A storage mapping defines how Flow should persist the documents of collections into cloud storage locations, such as your S3 bucket. When you first set up Flow, a default storage mapping is created for you, in which all collections will be stored by default. However, you can also override this default for one or more collections by specifying a storage mapping in specification files using the CLI.

info

Storage mapping control is coming to the Flow web application soon.

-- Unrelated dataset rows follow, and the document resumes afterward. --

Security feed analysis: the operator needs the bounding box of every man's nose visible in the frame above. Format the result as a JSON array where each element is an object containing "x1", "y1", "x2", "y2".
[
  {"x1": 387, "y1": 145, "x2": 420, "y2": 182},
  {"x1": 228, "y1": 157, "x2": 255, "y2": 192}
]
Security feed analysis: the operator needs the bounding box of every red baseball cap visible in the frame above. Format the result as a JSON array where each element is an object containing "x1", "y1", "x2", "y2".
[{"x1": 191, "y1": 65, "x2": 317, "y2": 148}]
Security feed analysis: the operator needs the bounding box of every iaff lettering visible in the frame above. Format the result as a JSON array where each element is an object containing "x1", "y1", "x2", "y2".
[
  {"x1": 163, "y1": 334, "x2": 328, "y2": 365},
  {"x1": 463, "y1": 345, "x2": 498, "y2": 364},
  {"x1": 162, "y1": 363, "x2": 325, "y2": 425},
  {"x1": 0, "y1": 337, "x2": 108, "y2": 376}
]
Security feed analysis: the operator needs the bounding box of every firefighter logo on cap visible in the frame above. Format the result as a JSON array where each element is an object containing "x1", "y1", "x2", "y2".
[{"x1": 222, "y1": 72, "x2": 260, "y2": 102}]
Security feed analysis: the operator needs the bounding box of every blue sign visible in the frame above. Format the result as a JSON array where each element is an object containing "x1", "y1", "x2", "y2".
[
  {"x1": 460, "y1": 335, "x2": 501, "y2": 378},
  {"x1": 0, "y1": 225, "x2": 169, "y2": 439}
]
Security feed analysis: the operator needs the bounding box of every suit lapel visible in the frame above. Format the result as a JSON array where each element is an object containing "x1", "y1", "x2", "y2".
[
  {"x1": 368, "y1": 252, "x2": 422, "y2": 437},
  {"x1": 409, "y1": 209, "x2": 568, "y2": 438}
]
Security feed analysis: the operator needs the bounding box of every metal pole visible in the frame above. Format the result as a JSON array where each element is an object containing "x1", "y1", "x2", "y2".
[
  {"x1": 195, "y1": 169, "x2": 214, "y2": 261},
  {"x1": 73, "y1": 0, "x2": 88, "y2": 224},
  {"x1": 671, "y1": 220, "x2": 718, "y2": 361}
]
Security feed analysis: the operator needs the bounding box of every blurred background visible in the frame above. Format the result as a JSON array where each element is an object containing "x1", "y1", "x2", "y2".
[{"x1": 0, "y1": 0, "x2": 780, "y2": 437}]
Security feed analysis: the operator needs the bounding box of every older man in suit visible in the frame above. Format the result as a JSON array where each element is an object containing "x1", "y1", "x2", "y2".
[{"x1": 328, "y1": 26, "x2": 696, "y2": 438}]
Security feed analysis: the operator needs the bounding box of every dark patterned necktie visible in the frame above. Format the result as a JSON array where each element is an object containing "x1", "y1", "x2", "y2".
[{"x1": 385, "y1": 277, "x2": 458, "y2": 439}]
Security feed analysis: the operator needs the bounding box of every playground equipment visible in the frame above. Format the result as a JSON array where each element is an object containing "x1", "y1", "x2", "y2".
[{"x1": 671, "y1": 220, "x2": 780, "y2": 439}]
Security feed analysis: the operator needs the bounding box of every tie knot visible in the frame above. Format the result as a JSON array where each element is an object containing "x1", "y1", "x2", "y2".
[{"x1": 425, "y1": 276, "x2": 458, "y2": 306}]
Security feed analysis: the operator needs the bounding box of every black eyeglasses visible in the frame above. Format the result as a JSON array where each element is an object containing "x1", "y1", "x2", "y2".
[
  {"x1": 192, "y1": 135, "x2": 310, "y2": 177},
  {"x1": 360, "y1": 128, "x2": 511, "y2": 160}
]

Each storage mapping consists of a catalog prefix and a mapped storage location. For example:

storageMappings:
acmeCo/:
stores:
- provider: S3
bucket: acmeco-bucket
prefix: my-prefix/

This mapping causes Flow to store the data of any collection having prefix acmeCo/ into s3://acmeco-bucket/my-prefix/. A collection like the below would store all of its data files under path s3://acmeco-bucket/my-prefix/acmeCo/anvils/.

collections:
acmeCo/anvils:
key: [/id]
schema: anvil-schema.yaml

Every Flow collection must have an associated storage mapping, and a catalog build will fail if multiple storage mappings have overlapping prefixes.

Learn more about logical partitions and storage.

Recovery logs

Flow tasks — captures, derivations, and materializations — use recovery logs to durably store their processing context. Recovery logs are an opaque binary log, but may contain user data and are stored within the user’s buckets. They must have a defined storage mapping.

The recovery logs of a task are always prefixed by recovery/, and a task named acmeCo/produce-TNT would require a storage mapping like:

storageMappings:
recovery/acmeCo/:
stores:
- provider: S3
bucket: acmeco-recovery

You may wish to use a separate bucket for recovery logs, distinct from the bucket where collection data is stored. Buckets holding collection data are free to use a bucket lifecycle policy to manage data retention; for example, to remove data after six months.

This is not true of buckets holding recovery logs. Flow prunes data from recovery logs once it is no longer required.

warning

Deleting data from recovery logs while it is still in use can cause Flow processing tasks to fail permanently.